What changed
RBI introduced a debt restructuring mechanism for SMEs, as announced by the Finance Minister, applicable to urban co-operative banks. It defined SMEs based on investment limits (SSI up to Rs 1 crore, medium up to Rs 10 crore) and set eligibility criteria excluding wilful defaulters and loss assets. Prudential norms were specified for standard, sub-standard, and doubtful accounts undergoing restructuring.
What it means for you
Urban co-operative banks can now restructure SME debt without automatic asset downgrade if certain conditions are met, such as full tangible security cover for principal rescheduling. This encourages banks to support viable SMEs facing temporary stress, but requires careful provisioning for any interest sacrifice. Banks must assess viability within 7 years and ensure repayment within 10 years.
What you must do
- Review SME loan portfolios to identify eligible accounts for restructuring under these guidelines.
- Ensure viability assessment confirms the unit can become viable within 7 years and repayment within 10 years.
- Apply prudential norms correctly: for standard accounts, principal rescheduling with full security cover avoids downgrade; for sub-standard/doubtful, maintain classification if conditions met.
- Create a distinct provision account for any interest sacrifice, computed using BPLR and risk-adjusted discount rates.
- Exclude wilful defaulters, fraud cases, and loss assets from restructuring eligibility.
Who it affects
Primary (Urban) Co-operative Banks, Small and Medium Enterprises (SMEs) with non-corporate or corporate status, SMEs under single or multiple/consortium banking arrangements with dues up to Rs 10 crore
What is the definition of SME under these guidelines?
A small scale industrial unit has investment in plant and machinery up to Rs 1 crore (Rs 5 crore for specified items).
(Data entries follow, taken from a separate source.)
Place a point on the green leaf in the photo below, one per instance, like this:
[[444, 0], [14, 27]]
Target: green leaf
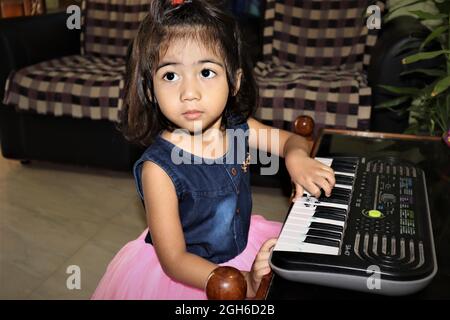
[[400, 90], [428, 16], [441, 86], [424, 56], [392, 103], [428, 72], [435, 34]]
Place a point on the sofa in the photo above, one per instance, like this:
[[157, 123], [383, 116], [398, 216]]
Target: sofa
[[92, 139]]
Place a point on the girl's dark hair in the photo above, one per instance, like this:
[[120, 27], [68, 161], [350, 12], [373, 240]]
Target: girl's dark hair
[[205, 20]]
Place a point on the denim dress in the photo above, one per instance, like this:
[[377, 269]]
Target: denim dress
[[214, 197]]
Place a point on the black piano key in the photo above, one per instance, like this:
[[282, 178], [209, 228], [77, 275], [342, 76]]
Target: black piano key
[[331, 216], [345, 180], [326, 226], [324, 234], [341, 191], [335, 199], [330, 210], [322, 241], [341, 168], [347, 160]]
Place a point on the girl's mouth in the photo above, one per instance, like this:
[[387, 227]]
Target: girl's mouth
[[192, 115]]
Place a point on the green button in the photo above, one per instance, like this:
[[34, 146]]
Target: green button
[[375, 214]]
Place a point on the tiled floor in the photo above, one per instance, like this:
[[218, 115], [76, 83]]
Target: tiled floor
[[54, 216]]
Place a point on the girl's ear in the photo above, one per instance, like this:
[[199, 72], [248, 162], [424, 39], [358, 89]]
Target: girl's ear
[[238, 81]]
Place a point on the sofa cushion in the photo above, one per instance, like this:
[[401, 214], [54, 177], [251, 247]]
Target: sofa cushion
[[79, 86], [109, 25], [333, 98], [317, 32]]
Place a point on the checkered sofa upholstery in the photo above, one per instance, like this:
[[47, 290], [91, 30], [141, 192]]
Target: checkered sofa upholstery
[[315, 54], [89, 85]]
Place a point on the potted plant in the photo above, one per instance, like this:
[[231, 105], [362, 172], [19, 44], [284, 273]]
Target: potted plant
[[428, 102]]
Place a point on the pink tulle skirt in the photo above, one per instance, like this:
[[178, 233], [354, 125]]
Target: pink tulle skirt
[[136, 274]]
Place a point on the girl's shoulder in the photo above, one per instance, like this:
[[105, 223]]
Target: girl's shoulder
[[237, 121]]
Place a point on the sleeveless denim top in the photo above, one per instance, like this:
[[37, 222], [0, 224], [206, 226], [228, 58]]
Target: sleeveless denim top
[[214, 199]]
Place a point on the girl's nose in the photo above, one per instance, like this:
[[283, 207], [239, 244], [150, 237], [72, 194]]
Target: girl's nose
[[190, 90]]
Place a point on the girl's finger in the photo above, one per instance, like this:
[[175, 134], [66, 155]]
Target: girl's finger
[[323, 183], [298, 191], [313, 189], [329, 175]]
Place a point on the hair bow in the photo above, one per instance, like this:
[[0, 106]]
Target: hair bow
[[178, 2]]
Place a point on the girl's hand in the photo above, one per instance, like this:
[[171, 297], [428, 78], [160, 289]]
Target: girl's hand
[[309, 174], [260, 267]]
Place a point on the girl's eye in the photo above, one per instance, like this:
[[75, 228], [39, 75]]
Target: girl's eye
[[207, 73], [170, 76]]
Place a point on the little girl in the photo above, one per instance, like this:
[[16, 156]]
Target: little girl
[[188, 87]]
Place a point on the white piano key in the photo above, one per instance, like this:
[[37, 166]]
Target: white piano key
[[300, 220], [305, 247], [315, 202]]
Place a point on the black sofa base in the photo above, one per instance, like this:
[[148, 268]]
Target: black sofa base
[[30, 136]]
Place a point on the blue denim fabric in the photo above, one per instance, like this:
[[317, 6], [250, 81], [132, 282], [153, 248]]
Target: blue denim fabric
[[214, 199]]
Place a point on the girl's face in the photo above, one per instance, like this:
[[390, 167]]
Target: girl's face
[[191, 86]]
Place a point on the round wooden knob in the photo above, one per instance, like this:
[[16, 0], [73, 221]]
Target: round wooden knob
[[226, 283], [304, 126]]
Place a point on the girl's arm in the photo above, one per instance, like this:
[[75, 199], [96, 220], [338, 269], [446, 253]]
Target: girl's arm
[[163, 220], [306, 173]]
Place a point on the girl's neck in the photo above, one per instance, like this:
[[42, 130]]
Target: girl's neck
[[211, 144]]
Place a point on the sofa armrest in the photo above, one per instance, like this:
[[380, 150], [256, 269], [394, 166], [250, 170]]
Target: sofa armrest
[[28, 40], [397, 39]]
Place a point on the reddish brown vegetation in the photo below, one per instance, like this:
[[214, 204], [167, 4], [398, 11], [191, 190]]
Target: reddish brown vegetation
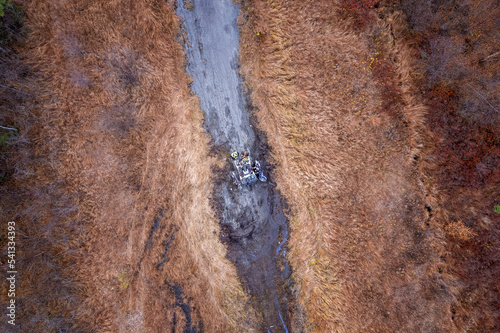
[[111, 192], [360, 10], [381, 148]]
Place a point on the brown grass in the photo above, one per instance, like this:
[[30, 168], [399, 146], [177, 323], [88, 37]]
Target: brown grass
[[350, 144], [116, 179]]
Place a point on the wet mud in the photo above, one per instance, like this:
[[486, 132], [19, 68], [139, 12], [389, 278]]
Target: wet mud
[[254, 226]]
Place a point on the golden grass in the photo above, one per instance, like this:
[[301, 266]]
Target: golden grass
[[117, 146], [366, 255]]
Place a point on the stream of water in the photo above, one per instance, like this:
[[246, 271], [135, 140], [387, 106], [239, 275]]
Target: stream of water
[[256, 228]]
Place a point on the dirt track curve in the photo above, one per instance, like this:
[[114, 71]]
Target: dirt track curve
[[252, 217]]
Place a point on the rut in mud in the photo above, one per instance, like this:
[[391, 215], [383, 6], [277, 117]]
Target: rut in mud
[[253, 218]]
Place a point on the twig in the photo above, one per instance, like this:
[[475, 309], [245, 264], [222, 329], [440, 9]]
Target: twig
[[482, 97], [12, 129], [492, 55], [16, 90]]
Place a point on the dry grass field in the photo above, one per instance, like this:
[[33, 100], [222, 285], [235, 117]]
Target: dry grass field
[[377, 243], [110, 185]]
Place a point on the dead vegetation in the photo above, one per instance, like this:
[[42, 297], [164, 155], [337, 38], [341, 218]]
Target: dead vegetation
[[111, 190], [349, 128]]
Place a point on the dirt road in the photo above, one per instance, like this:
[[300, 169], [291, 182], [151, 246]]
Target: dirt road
[[256, 229]]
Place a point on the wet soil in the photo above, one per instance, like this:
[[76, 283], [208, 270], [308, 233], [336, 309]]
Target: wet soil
[[254, 226]]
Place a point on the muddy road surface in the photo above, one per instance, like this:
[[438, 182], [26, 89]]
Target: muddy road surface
[[252, 217]]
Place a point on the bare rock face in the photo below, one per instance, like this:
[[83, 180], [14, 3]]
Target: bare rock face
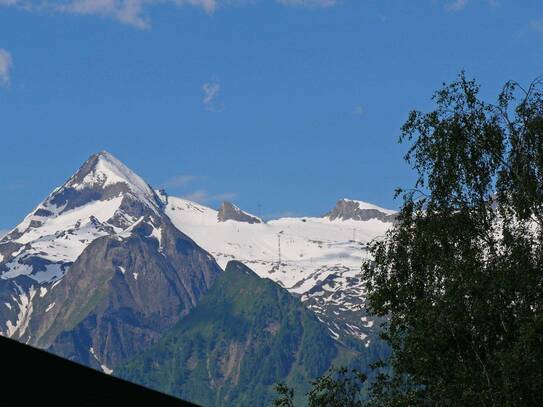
[[346, 209], [98, 272], [229, 211]]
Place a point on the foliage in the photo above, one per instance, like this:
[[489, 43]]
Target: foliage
[[339, 387], [459, 276]]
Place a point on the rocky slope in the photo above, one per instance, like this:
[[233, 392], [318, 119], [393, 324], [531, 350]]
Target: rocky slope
[[105, 264], [98, 271], [316, 258], [245, 335]]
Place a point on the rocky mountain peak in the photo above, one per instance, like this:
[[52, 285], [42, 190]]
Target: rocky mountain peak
[[229, 211], [348, 209]]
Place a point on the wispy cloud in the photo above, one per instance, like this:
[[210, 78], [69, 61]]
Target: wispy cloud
[[179, 181], [6, 62], [211, 92], [537, 25], [456, 5], [204, 197], [135, 12], [308, 3]]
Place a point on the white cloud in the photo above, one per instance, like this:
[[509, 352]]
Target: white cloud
[[179, 181], [135, 12], [202, 196], [6, 62], [211, 92], [456, 5], [308, 3]]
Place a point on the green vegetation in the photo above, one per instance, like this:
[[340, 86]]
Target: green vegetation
[[459, 277], [245, 335]]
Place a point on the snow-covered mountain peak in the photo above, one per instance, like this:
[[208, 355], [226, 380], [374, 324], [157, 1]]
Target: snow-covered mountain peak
[[350, 209], [103, 197], [229, 211], [104, 171]]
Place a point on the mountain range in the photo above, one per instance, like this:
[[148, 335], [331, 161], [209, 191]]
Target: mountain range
[[118, 276]]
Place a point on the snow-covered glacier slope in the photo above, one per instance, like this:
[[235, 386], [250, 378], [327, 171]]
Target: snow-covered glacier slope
[[102, 198], [91, 204], [318, 258]]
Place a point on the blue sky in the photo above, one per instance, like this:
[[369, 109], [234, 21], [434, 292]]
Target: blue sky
[[290, 104]]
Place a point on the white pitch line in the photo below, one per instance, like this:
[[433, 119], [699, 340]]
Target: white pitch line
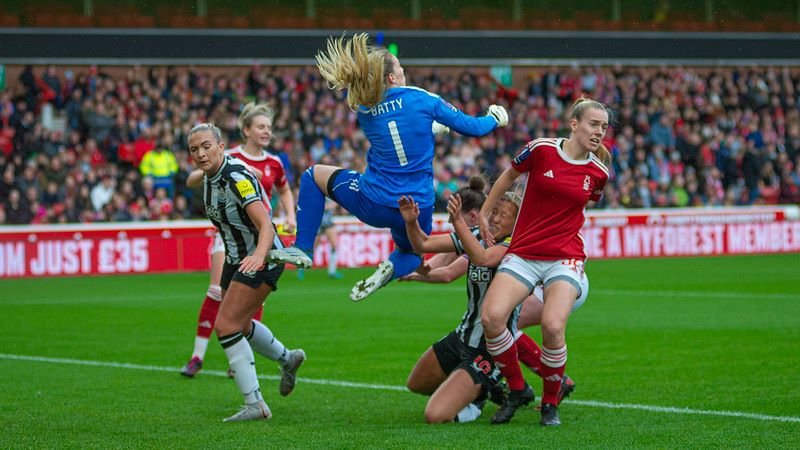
[[386, 387], [698, 294]]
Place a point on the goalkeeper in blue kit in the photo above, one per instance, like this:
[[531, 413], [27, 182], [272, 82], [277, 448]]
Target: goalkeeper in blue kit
[[400, 122]]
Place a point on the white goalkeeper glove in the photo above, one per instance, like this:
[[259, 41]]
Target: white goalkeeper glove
[[438, 128], [500, 115]]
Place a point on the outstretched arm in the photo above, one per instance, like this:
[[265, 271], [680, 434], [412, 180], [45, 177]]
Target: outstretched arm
[[450, 116], [445, 274], [421, 242]]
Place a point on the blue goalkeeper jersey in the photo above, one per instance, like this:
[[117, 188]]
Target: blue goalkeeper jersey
[[400, 161]]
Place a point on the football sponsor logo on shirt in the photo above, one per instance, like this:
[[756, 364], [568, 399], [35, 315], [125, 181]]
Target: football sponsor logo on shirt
[[523, 155], [245, 188], [213, 213]]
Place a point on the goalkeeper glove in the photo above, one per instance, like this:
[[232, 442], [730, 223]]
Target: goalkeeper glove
[[499, 114], [438, 128]]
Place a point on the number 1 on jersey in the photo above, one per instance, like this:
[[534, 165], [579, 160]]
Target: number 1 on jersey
[[398, 144]]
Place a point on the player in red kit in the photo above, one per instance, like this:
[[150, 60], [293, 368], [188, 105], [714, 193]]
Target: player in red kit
[[255, 123], [564, 175]]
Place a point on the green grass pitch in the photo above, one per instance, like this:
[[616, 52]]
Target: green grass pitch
[[667, 353]]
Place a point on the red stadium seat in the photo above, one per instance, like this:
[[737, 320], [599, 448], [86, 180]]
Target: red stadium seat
[[9, 20]]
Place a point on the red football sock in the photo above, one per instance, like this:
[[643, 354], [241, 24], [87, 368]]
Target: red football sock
[[552, 371], [208, 316], [529, 352], [504, 352]]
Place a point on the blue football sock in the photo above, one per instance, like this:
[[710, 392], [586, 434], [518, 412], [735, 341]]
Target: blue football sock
[[310, 207], [404, 262]]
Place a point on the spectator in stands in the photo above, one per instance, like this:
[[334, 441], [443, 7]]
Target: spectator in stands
[[161, 165], [17, 211], [103, 192]]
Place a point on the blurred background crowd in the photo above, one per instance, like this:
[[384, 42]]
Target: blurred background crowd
[[82, 144]]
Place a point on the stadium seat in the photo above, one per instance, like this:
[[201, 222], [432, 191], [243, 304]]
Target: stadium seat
[[9, 20]]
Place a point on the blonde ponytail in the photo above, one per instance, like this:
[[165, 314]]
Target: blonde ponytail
[[353, 65]]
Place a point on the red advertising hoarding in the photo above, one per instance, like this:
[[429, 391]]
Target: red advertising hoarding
[[68, 250]]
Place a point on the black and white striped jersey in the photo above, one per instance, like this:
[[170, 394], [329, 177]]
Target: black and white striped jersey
[[470, 330], [226, 194]]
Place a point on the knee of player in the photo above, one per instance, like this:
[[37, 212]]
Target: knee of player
[[553, 331], [492, 323]]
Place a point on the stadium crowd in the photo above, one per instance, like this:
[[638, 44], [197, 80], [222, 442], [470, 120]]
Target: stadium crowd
[[681, 136]]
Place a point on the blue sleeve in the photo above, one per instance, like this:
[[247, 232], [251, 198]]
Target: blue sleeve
[[449, 115]]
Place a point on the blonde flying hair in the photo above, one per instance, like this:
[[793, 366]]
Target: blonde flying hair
[[205, 127], [250, 112], [578, 108], [354, 65]]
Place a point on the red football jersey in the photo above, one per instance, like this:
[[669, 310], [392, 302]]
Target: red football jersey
[[270, 165], [558, 188]]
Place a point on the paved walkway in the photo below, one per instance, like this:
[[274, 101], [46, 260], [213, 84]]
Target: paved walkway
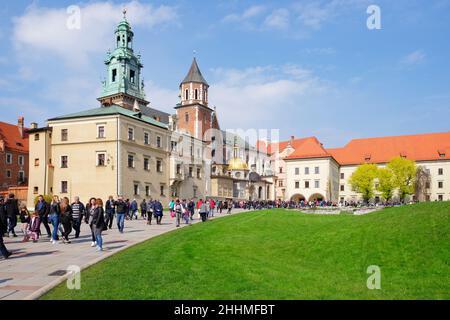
[[35, 268]]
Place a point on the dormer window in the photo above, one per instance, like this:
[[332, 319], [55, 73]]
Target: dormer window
[[114, 75]]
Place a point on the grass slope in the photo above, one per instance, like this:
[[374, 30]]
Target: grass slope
[[281, 254]]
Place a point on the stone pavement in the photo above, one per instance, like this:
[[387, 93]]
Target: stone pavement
[[35, 268]]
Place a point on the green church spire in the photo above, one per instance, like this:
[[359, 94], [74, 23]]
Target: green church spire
[[123, 82]]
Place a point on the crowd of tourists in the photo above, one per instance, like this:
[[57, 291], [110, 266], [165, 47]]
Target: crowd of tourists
[[62, 220]]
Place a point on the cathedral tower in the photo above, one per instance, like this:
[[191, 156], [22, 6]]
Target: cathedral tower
[[123, 85], [194, 115]]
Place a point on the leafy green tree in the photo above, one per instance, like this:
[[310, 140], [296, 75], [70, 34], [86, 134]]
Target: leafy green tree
[[404, 175], [362, 180], [386, 183]]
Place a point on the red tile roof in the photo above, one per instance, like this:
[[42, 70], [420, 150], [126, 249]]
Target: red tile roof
[[10, 134], [419, 147]]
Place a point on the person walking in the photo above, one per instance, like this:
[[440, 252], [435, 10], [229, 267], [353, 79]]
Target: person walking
[[54, 216], [25, 218], [78, 211], [150, 211], [33, 228], [110, 211], [133, 209], [5, 252], [90, 208], [203, 211], [98, 223], [12, 211], [66, 219], [158, 211], [43, 209], [121, 209], [3, 218], [143, 209]]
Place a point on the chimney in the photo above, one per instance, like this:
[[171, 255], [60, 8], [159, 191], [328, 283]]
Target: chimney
[[20, 125]]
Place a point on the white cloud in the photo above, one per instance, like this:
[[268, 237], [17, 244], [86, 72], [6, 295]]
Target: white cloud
[[278, 19], [43, 30], [249, 13], [414, 58]]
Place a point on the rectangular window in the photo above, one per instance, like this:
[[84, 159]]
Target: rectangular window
[[158, 166], [114, 75], [63, 186], [8, 158], [64, 134], [130, 161], [64, 161], [101, 132], [130, 134], [132, 76], [21, 176], [101, 159], [158, 141]]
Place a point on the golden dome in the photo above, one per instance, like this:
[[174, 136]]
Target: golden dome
[[237, 164]]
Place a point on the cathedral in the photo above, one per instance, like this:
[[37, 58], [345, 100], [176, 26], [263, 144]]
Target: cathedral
[[125, 147]]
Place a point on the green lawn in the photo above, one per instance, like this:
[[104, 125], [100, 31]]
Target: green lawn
[[282, 254]]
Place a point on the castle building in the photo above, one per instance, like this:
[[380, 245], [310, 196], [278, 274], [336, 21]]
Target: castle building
[[124, 147], [13, 155]]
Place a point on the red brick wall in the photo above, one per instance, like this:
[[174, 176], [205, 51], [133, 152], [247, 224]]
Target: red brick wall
[[6, 182]]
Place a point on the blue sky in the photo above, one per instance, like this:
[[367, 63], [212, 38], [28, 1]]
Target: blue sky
[[307, 67]]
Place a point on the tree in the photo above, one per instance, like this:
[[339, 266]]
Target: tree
[[404, 175], [386, 183], [423, 180], [362, 180]]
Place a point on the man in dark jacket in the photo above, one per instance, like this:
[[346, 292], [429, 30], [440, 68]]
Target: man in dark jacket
[[12, 211], [42, 208], [5, 253]]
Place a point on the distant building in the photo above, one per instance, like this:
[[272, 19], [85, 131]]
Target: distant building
[[13, 155]]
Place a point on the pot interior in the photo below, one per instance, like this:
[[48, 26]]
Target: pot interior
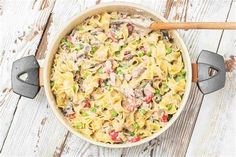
[[108, 7]]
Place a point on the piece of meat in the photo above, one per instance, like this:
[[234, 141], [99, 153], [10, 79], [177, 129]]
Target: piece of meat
[[108, 67], [68, 110], [113, 78], [138, 71], [148, 90], [138, 93], [128, 55], [128, 77], [130, 28]]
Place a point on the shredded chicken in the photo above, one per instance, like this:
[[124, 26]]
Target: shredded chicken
[[137, 71], [148, 90]]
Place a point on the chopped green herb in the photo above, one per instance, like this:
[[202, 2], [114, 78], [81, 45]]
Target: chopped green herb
[[103, 84], [142, 111], [165, 86], [157, 91], [74, 88], [183, 72], [84, 114], [119, 70], [52, 83], [117, 52], [114, 113], [68, 44], [108, 88], [169, 117], [131, 133], [138, 41], [136, 126], [100, 71], [78, 47], [79, 67], [79, 125], [93, 109], [141, 53], [168, 50], [168, 106], [93, 50], [158, 99], [178, 78]]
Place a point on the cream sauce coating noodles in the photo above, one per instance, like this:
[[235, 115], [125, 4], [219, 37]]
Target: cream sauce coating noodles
[[115, 83]]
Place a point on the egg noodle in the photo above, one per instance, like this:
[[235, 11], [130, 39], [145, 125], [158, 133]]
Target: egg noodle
[[117, 83]]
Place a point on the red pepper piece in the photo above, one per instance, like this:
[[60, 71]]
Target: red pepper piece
[[164, 117], [148, 99]]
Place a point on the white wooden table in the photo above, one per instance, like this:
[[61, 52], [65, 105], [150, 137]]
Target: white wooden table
[[28, 127]]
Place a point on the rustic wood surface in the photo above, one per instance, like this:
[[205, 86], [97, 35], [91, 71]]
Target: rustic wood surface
[[29, 128]]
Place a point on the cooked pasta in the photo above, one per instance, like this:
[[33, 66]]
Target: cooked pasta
[[116, 83]]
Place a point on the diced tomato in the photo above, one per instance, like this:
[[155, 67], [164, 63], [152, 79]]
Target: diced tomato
[[135, 139], [114, 135], [87, 104], [143, 48], [99, 82], [69, 38], [164, 117], [130, 28], [71, 116], [112, 36], [148, 99]]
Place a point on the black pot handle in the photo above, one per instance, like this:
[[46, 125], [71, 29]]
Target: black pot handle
[[206, 82], [28, 67]]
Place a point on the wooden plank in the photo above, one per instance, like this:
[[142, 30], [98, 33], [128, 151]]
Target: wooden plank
[[22, 25], [215, 131], [32, 138]]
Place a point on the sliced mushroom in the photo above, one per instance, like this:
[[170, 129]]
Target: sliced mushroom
[[138, 71]]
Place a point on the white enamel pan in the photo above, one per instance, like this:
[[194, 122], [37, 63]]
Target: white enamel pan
[[38, 77]]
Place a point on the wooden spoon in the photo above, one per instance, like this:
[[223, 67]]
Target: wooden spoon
[[193, 25], [145, 24]]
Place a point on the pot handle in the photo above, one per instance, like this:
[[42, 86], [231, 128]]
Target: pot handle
[[206, 81], [26, 76]]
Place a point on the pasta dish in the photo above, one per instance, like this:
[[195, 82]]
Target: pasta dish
[[115, 82]]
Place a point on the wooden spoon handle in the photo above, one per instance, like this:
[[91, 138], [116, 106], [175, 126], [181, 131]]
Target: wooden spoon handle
[[193, 25]]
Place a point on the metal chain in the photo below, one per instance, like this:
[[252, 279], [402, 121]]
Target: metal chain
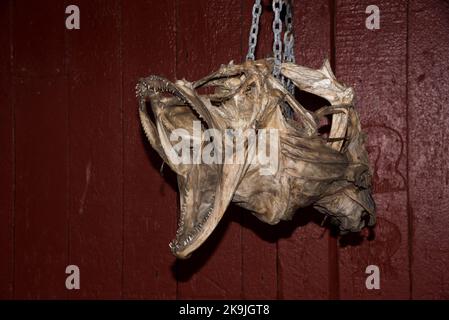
[[287, 45], [277, 44], [254, 31]]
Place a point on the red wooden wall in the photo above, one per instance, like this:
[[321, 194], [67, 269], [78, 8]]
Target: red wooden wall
[[79, 184]]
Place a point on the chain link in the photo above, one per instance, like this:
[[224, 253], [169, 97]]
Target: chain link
[[282, 51], [277, 44], [254, 31]]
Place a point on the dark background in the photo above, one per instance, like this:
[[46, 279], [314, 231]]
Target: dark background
[[79, 184]]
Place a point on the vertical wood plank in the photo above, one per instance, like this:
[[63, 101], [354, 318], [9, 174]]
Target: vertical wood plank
[[304, 264], [95, 149], [149, 38], [208, 35], [373, 62], [7, 154], [428, 116], [40, 95], [259, 253]]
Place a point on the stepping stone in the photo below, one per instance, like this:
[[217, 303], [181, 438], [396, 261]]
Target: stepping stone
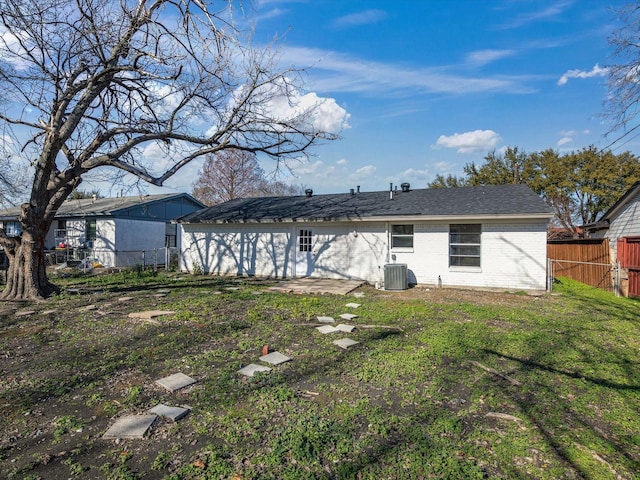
[[274, 358], [345, 328], [251, 369], [150, 314], [345, 343], [176, 381], [327, 329], [131, 426], [172, 413]]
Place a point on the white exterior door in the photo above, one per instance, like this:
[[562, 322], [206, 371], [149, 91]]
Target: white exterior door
[[304, 252]]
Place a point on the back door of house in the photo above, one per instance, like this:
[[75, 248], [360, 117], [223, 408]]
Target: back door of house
[[304, 252]]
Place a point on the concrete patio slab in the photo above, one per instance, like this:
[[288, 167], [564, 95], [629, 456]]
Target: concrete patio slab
[[131, 426], [345, 343], [172, 413], [251, 369], [327, 329], [343, 327], [176, 381], [316, 285], [274, 358]]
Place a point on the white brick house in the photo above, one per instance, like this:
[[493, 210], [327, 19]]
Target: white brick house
[[492, 236]]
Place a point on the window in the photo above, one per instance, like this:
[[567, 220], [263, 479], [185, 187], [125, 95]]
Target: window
[[90, 230], [401, 236], [171, 236], [305, 241], [12, 229], [464, 245]]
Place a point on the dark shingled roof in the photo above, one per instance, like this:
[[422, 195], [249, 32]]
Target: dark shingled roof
[[487, 201]]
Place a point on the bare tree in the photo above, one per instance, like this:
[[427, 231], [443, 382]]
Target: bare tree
[[233, 174], [624, 88], [99, 84]]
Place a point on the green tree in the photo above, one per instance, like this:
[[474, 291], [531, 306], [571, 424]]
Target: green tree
[[580, 185], [450, 181], [135, 87], [499, 169]]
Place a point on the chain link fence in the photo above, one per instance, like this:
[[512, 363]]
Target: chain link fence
[[166, 258]]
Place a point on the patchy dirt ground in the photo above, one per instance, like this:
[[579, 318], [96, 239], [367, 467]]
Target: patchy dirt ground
[[71, 366]]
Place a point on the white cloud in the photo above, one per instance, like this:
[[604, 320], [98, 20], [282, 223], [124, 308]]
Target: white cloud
[[364, 172], [469, 142], [596, 71], [365, 17], [304, 167], [443, 166], [337, 72], [547, 13]]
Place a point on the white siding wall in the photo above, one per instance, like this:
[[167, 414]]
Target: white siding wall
[[625, 224], [105, 242], [263, 250], [351, 251], [512, 255]]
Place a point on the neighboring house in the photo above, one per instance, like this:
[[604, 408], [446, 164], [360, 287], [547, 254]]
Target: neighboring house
[[117, 231], [621, 225], [492, 236]]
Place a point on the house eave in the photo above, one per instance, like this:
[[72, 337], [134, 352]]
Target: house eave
[[394, 218]]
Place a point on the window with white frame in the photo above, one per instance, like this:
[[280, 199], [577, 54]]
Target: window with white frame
[[464, 245], [401, 236], [305, 240], [12, 229]]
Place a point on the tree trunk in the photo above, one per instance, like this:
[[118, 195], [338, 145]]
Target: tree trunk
[[27, 275]]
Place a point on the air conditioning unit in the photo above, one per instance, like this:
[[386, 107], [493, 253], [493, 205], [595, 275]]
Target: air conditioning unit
[[395, 276]]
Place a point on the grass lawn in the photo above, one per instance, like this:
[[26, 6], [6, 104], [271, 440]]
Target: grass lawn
[[443, 384]]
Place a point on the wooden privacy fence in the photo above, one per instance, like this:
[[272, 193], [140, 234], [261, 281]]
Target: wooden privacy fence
[[587, 261]]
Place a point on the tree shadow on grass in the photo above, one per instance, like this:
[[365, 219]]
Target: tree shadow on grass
[[565, 426]]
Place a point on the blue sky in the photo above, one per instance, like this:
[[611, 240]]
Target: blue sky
[[431, 85]]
Medium enterprises have investment between the SSI limit and Rs 10 crore.
Can a standard account be restructured without being downgraded?
Yes, if only principal instalments are rescheduled and the outstanding is fully covered by tangible security, the account remains standard. Interest rescheduling requires provisioning for any sacrifice.
Are BIFR cases eligible for restructuring?
Yes, but banks must complete all formalities to seek BIFR approval before implementing the restructuring package.